Bestsellerowa opowieść aż prosiła się o godny ciąg dalszy. Trudnego zadania podjął się Kieron Gillen, rozpoczynając swą historię w momencie zakończenia „Origin”. Część pierwsza recenzowanego woluminu przedstawia dziką naturę Logana, który przebywa w mroźnej dziczy pośród watahy posłusznych mu wilków. Obserwujemy jego zacięte starcie z białym niedźwiedziem, a dopowiedzeniem wzruszającej fabuły są właściwie dobrane wypowiedzi narratora. Obłąkany naukowiec doktor Essex postanawia schwytać owianego legendą człowieka-zwierzęcia. Pomaga mu w tym drapieżny Creed oraz oddział uzbrojonych najemników. Ostatecznie grupie złoczyńców udaje się pojmać Wolverine’a, który trafia wprost do cyrku szemranego Hugo Havershama. Logan odnajduje tu bratnią duszę w postaci oszpeconej siostry Creeda, Clary. Podobnie jak w „Weapon X” zostaje poddany serii wyniszczających jego ciało doświadczeń naukowych.

WolveriveOrigin2_rys3

Niestety album pozbawiony jest oryginalnych rozwiązań fabularnych, z których słynął pierwowzór. Mamy tu do czynienia z wyświechtaną konfrontacją prawego mutanta z barbarzyńcami w ludzkiej skórze. Gillen ciekawie ukazał relację Logana z Clarą, dwuznaczną naturę Creeda i szaleństwo doktora Essexa. Szkice Adama Kuberta utrzymane są w stylistyce prac jego młodszego brata, choć z tej telegraficznej walki to właśnie Andy wychodzi obronną ręką. Najlepsze wrażenie w rzeczonym komiksie sprawia epizod z wilkami i niedźwiedziem, dobrze dobrana kolorystyka oraz sugestywne okładki poszczególnych rozdziałów.
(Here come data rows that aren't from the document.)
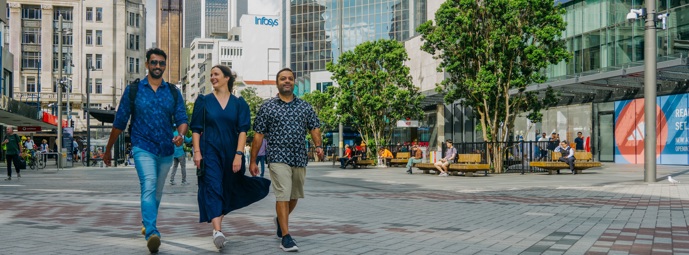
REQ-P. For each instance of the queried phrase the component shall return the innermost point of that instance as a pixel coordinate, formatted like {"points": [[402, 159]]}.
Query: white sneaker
{"points": [[218, 239]]}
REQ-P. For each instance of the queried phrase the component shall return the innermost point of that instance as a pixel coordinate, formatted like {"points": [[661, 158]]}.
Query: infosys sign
{"points": [[265, 21]]}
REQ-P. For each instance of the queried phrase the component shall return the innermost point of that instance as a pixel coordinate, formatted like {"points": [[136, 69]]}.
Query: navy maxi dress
{"points": [[220, 189]]}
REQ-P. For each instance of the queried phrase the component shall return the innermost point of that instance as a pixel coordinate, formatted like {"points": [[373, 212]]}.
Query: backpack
{"points": [[134, 89]]}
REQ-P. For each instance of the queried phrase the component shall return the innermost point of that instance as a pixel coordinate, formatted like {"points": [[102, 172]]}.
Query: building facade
{"points": [[252, 52], [318, 31], [600, 89], [108, 36], [211, 18], [169, 37]]}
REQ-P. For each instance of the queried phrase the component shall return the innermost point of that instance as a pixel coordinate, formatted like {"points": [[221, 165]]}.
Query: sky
{"points": [[261, 7]]}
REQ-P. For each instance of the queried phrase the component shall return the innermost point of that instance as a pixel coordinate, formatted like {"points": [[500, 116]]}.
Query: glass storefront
{"points": [[600, 37]]}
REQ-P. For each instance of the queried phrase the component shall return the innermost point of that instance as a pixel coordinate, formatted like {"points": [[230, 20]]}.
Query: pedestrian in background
{"points": [[155, 106], [179, 159], [13, 150], [261, 158], [219, 128], [283, 120]]}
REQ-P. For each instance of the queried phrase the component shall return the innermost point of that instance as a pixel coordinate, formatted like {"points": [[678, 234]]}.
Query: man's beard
{"points": [[152, 73]]}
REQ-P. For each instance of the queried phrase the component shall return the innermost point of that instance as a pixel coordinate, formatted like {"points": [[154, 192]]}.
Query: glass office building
{"points": [[602, 87], [319, 30]]}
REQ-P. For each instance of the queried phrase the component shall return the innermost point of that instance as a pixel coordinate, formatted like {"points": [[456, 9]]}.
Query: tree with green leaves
{"points": [[375, 89], [323, 104], [492, 50], [255, 102]]}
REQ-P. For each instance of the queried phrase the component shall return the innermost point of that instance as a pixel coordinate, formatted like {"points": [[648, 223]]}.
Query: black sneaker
{"points": [[277, 225], [288, 244], [153, 243]]}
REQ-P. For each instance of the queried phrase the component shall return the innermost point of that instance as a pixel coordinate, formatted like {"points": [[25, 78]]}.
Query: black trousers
{"points": [[12, 159], [569, 161]]}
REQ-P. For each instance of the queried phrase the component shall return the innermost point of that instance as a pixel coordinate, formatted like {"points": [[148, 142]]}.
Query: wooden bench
{"points": [[365, 162], [401, 159], [467, 163], [584, 160]]}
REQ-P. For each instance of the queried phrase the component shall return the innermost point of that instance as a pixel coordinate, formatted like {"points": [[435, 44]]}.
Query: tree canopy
{"points": [[375, 89], [487, 49]]}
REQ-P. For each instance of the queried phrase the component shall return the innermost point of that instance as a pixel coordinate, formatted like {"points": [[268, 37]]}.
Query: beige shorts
{"points": [[288, 182]]}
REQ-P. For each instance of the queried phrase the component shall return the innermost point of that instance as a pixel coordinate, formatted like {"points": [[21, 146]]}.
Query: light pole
{"points": [[88, 113], [59, 92], [650, 93]]}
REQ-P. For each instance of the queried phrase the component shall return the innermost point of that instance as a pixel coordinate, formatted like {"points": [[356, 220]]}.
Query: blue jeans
{"points": [[152, 171], [262, 160]]}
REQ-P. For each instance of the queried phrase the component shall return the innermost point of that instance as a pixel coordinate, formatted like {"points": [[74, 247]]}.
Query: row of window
{"points": [[99, 61], [134, 65], [35, 13], [231, 51], [99, 14], [134, 42], [99, 37], [134, 19], [32, 85]]}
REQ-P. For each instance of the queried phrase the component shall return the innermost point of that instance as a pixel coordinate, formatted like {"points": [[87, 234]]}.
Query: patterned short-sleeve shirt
{"points": [[284, 126]]}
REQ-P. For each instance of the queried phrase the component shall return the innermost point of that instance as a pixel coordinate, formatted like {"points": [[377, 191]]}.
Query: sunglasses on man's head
{"points": [[156, 62]]}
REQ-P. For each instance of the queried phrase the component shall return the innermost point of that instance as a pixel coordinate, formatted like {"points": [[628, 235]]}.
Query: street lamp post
{"points": [[88, 113], [650, 93], [59, 92]]}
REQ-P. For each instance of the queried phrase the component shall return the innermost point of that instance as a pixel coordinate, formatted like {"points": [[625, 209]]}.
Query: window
{"points": [[131, 42], [89, 60], [89, 37], [31, 12], [99, 14], [131, 65], [137, 65], [99, 86], [131, 18], [89, 13], [31, 35], [66, 39], [99, 62], [31, 59], [65, 12], [99, 37], [31, 84]]}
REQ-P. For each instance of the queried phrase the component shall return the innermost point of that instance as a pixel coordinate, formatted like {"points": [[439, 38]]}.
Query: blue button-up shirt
{"points": [[152, 121]]}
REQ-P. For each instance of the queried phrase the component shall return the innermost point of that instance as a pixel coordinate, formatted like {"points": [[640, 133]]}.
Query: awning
{"points": [[618, 83], [106, 116]]}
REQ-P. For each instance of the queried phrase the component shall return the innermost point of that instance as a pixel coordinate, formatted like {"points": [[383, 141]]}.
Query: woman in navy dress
{"points": [[219, 125]]}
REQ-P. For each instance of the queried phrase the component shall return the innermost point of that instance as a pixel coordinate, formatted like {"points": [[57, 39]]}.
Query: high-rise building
{"points": [[169, 36], [211, 18], [319, 31], [88, 30]]}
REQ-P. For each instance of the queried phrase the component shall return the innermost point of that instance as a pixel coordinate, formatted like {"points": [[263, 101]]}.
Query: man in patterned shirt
{"points": [[152, 139], [283, 121]]}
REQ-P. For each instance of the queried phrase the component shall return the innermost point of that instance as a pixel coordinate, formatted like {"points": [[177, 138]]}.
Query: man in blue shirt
{"points": [[152, 139], [283, 121]]}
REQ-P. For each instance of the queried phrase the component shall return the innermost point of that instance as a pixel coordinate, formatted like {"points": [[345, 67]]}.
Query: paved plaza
{"points": [[609, 210]]}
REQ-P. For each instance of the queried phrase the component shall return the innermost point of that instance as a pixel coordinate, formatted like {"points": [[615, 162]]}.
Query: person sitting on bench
{"points": [[346, 157], [385, 156], [567, 155]]}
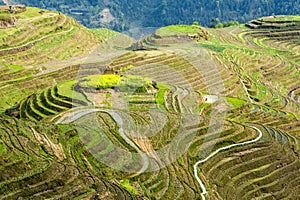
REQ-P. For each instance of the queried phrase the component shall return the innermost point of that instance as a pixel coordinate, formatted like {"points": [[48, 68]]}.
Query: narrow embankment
{"points": [[203, 188]]}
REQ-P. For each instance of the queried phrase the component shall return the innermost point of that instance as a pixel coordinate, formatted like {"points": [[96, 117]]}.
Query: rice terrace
{"points": [[187, 112]]}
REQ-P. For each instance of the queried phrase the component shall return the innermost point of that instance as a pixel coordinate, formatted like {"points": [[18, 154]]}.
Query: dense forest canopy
{"points": [[122, 15]]}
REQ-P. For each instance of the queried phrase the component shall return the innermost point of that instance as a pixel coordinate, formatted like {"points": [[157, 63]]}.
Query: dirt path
{"points": [[203, 188]]}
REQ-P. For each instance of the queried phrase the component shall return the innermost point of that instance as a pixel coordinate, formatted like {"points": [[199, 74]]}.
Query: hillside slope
{"points": [[184, 113], [123, 15]]}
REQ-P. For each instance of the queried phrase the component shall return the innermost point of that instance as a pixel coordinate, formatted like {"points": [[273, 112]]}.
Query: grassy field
{"points": [[131, 122]]}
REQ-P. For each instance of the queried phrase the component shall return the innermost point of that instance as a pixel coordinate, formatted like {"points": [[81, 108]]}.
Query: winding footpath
{"points": [[204, 191]]}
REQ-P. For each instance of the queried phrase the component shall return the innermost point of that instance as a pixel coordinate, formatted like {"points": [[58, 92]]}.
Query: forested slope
{"points": [[155, 13]]}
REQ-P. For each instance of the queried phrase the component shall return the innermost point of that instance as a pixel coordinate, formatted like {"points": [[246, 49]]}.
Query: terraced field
{"points": [[185, 113]]}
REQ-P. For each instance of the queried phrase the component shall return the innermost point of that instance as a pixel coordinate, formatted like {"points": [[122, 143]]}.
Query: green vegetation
{"points": [[131, 14], [126, 184], [67, 126], [178, 29]]}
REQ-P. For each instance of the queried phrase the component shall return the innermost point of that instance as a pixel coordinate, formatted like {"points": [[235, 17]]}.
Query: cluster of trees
{"points": [[156, 13]]}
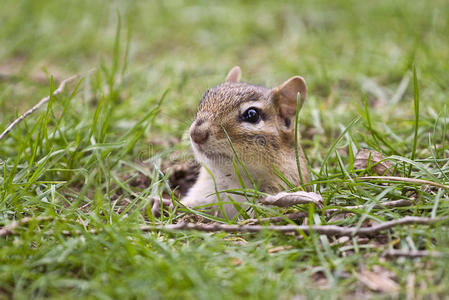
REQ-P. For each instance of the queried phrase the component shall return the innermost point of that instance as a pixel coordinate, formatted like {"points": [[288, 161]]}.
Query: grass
{"points": [[91, 159]]}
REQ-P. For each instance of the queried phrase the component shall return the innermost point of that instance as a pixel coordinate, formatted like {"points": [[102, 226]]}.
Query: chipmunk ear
{"points": [[234, 75], [287, 94]]}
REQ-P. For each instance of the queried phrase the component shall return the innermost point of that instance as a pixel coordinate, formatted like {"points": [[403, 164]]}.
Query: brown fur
{"points": [[261, 147]]}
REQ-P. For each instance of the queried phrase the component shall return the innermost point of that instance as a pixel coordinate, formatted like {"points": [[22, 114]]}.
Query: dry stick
{"points": [[412, 254], [34, 108], [329, 230], [395, 203], [300, 215], [285, 199], [403, 179]]}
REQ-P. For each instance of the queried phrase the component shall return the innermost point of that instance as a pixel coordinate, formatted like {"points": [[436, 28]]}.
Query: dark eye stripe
{"points": [[251, 115]]}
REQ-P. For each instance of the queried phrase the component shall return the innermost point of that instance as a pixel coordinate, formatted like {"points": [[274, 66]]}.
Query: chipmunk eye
{"points": [[251, 115]]}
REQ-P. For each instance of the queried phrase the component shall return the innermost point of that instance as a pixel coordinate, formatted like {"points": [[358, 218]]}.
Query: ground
{"points": [[78, 173]]}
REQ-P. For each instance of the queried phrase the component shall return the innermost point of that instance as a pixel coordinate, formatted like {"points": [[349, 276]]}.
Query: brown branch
{"points": [[403, 179], [412, 254], [329, 230], [300, 215], [285, 199], [34, 108], [395, 203]]}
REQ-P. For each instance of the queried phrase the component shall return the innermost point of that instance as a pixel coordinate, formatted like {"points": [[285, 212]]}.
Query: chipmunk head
{"points": [[259, 121]]}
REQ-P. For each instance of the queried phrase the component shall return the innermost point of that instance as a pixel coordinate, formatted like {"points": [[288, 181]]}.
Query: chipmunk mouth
{"points": [[217, 156], [211, 155]]}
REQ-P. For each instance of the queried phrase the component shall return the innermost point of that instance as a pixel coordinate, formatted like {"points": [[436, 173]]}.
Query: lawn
{"points": [[77, 175]]}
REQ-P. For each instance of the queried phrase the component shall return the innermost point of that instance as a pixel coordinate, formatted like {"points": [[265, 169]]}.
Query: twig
{"points": [[34, 108], [292, 217], [300, 215], [9, 229], [403, 179], [329, 230], [285, 199], [412, 254]]}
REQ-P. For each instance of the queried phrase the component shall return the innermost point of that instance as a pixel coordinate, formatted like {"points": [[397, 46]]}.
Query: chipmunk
{"points": [[260, 124]]}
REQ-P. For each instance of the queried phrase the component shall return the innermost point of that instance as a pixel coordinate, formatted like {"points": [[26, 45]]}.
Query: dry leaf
{"points": [[379, 165], [284, 199], [279, 249]]}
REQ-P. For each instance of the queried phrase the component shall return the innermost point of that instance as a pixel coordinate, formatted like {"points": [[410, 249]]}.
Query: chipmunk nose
{"points": [[199, 132]]}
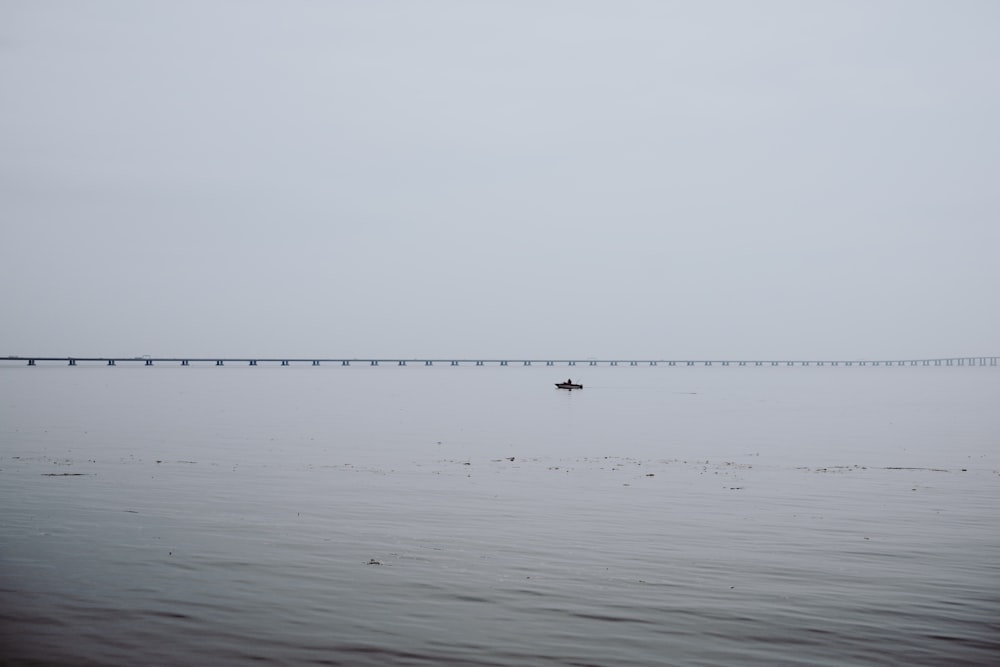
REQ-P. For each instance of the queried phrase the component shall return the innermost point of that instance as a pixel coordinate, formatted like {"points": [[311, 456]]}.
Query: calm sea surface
{"points": [[478, 516]]}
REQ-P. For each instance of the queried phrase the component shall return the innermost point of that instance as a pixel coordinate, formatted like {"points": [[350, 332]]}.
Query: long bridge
{"points": [[314, 361]]}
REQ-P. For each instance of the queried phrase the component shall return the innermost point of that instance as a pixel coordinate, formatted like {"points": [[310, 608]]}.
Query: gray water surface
{"points": [[479, 516]]}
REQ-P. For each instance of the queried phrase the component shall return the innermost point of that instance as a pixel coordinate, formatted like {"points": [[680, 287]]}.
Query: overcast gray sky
{"points": [[500, 179]]}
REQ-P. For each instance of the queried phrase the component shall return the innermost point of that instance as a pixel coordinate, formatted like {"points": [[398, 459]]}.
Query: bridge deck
{"points": [[316, 361]]}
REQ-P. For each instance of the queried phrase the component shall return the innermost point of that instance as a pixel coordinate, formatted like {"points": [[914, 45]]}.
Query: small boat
{"points": [[569, 384]]}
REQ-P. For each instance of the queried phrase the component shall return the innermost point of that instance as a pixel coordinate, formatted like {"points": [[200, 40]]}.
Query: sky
{"points": [[568, 179]]}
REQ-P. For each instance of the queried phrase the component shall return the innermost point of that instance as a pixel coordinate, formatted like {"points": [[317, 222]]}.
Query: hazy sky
{"points": [[500, 179]]}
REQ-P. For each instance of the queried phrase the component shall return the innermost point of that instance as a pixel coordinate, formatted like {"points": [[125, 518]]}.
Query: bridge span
{"points": [[398, 361]]}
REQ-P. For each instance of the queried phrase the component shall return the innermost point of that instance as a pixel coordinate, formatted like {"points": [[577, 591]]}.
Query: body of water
{"points": [[479, 516]]}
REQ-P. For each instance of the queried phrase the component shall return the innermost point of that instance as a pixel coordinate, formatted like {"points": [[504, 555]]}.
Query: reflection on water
{"points": [[424, 516]]}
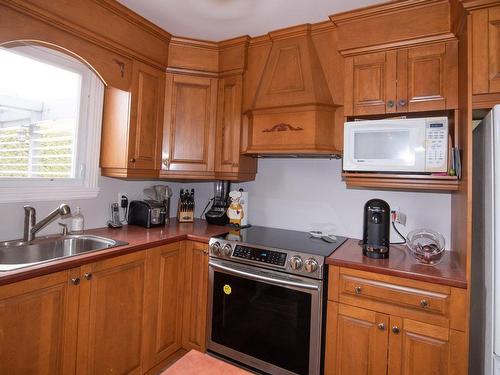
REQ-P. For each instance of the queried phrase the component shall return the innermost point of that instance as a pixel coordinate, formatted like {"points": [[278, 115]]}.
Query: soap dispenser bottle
{"points": [[77, 220]]}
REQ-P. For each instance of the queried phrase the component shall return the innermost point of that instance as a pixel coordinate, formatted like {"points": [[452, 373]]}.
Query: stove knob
{"points": [[226, 250], [311, 265], [295, 262], [215, 248]]}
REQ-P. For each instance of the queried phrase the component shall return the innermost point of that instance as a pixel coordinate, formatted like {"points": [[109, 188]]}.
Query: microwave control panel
{"points": [[436, 150], [260, 255]]}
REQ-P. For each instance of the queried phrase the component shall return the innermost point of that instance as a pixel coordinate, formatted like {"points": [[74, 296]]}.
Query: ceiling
{"points": [[218, 20]]}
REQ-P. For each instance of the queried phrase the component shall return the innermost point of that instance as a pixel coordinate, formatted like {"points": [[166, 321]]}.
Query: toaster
{"points": [[146, 213]]}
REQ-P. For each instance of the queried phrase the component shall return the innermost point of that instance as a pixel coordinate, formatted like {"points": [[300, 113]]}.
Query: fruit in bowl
{"points": [[426, 245]]}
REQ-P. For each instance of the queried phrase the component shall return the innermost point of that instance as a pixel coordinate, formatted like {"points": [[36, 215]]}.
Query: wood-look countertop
{"points": [[138, 238], [400, 263]]}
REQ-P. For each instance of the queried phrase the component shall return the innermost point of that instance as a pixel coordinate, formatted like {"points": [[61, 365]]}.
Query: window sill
{"points": [[38, 194]]}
„Wolverine: Geneza II” to pozycja z cyklu „Musisz mieć” dla wszystkich miłośników postaci najsłynniejszego X-mena. Wielbiciele komiksu superbohaterskiego również nie poczują się zawiedzeni. Rzeczona opowieść udowadnia, iż żadna klatka nie jest w stanie powstrzymać urodzonej bestii, a momenty jego ludzkich zachowań potrafią zapanować nad jego nieokiełznaną naturą.